My work tends to involve using tools and libraries from elsewhere, rather than providing this stuff for external consumption. But for what we do internally, "documentation" means providing information that concisely enumerates the functionality for others to use. By habit we tend to generate something that looks like UNIX man-pages, but I wouldn't say we consider that the ultimate format.

When it comes to the (mainly .NET) libraries and tools we use, however, this level of information seems to be pretty sparse, even for the "F1" type help from within the IDE.

Are we unusual in valuing accurate, concise API (and similar) reference material? Do others find it easily? Or do you find more value in tutorials, walk-throughs, and videos?

I would think this stuff would be the first and easiest materials to produce, because it's just about mandatory for having a controlled development-and-release process.
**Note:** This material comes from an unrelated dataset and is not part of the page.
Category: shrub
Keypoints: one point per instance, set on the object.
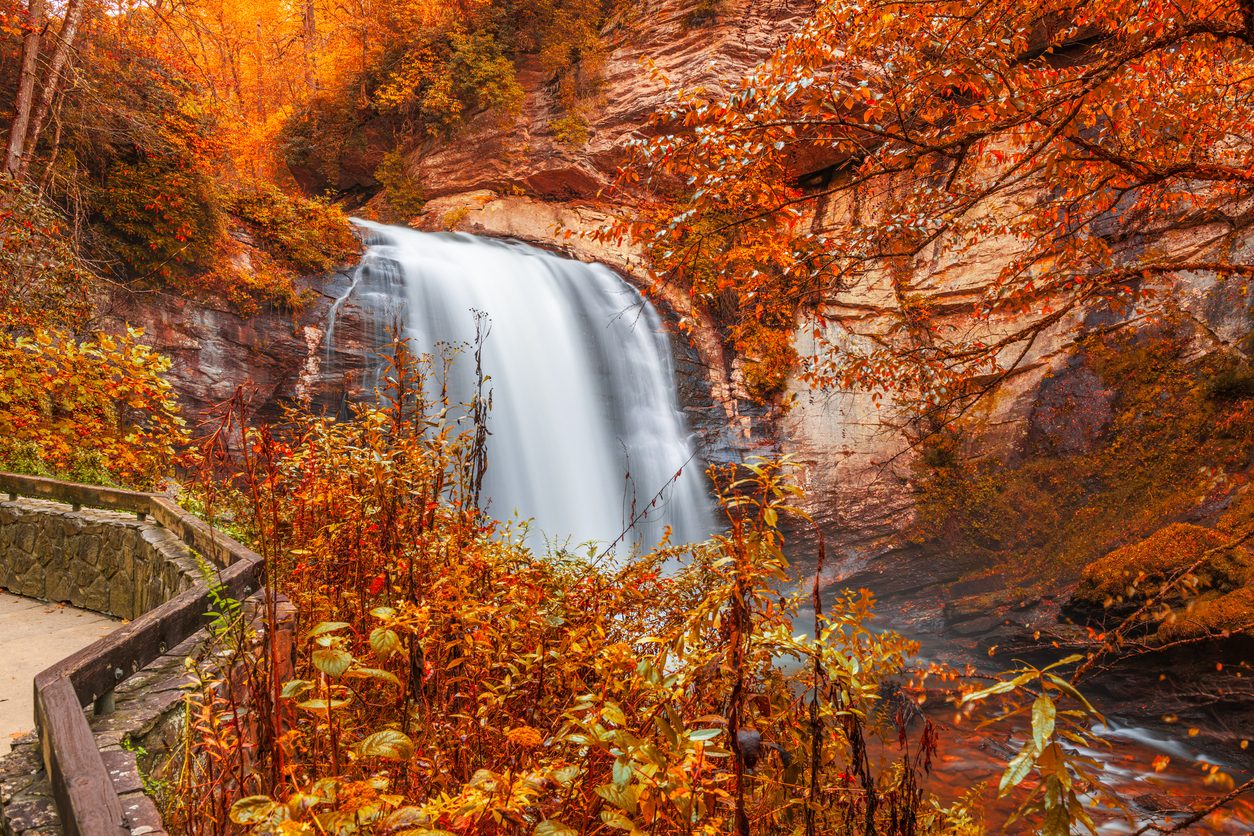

Currently a good example of this aggravation is with regard to ASP.NET MVC, but I don't mean to single it out as particularly egregious, just typical.


Solution

  • Forget MVC, I would like MS to produce decent documentation just for the regular .Net libraries. For as long as I can remember Microsoft documentation has been barely usable; bordering on crap.

    Every so often I accidentally hit F1 and go spelunking through the MSDN documentation. And, as always, after a couple minutes I realize that google is faster.

    As an example, just see how long it takes you to locate the datetime string format characters.

    I think this fact has carried on to most third party vendors.